Why did you have to add a specialization based on size? Could you provide a test case or two to help explain. My first thought is the _LIBCPP_SHORT_WCHAR macro should be good enough since aix & z/OS only support one wchar_t size per 32/64 bit mode.

With -fshort-wchar, you could have a short wchar in 64 bit mode. So this implementation still gives you the correct result if that's used.

zibi added a comment.Apr 23 2021, 8:12 AM

It looks like there are few test cases failing in Windows. Was that investigated to see if it is related to this patch?

jasonliu updated this revision to Diff 340577.Apr 26 2021, 10:21 AM
jasonliu retitled this revision from [libc++] code_cvt change to handle short wchar(2 byte) for some platform to [libc++] Add missing short wchar handling for codecvt_utf8, codecvt_utf16 and codecvt_utf8_utf16 .
jasonliu edited the summary of this revision. (Show Details)

Why did you have to add a specialization based on size? Could you provide a test case or two to help explain. My first thought is the _LIBCPP_SHORT_WCHAR macro should be good enough since aix & z/OS only support one wchar_t size per 32/64 bit mode.

With -fshort-wchar, you could have a short wchar in 64 bit mode. So this implementation still gives you the correct result if that's used.

Relay some offline discussion: t -fshort-wchar is something that most of libc libraries doesn’t support. i.e. wchar functions won’t return a sensible result when -fshort-wchar is enabled. So there is no point to try to make it work with libc++. So choosing to use existing macro _LIBCPP_SHORT_WCHAR to handle the wchar size differences here.

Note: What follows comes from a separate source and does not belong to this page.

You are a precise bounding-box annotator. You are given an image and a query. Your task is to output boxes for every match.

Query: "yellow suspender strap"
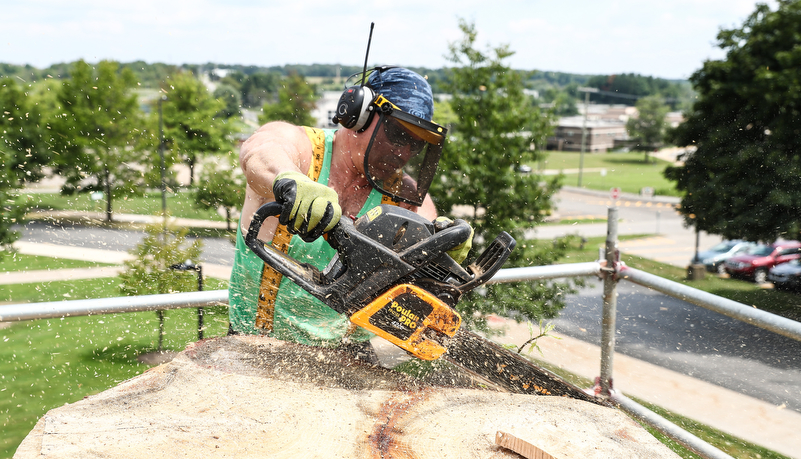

jasonliu planned changes to this revision.Apr 29 2021, 1:35 PM

As expected, this changes the behavior of windows platform for the do_length and do_max_length of __codecvt_utf8<wchar_t>.
But I think the changes are actually desired. Could anyone working on Windows platform confirm that?
If we could agree on that, then I could work on updating the test case.

jasonliu updated this revision to Diff 343108.May 5 2021, 11:08 AM
jasonliu edited the summary of this revision. (Show Details)

Updated test case to account for short wchar_t.

ldionne accepted this revision.Jul 26 2021, 5:40 AM
ldionne added a subscriber: mstorsjo.

Can you rebase onto main to trigger CI? This LGTM but I'd like @mstorsjo to peek at this since that setting is used on Windows too.

This revision is now accepted and ready to land.Jul 26 2021, 5:40 AM
jasonliu updated this revision to Diff 362233.Jul 27 2021, 5:01 PM

Rebase to trigger CI.

As expected, this changes the behavior of windows platform for the do_length and do_max_length of __codecvt_utf8<wchar_t>.
But I think the changes are actually desired. Could anyone working on Windows platform confirm that?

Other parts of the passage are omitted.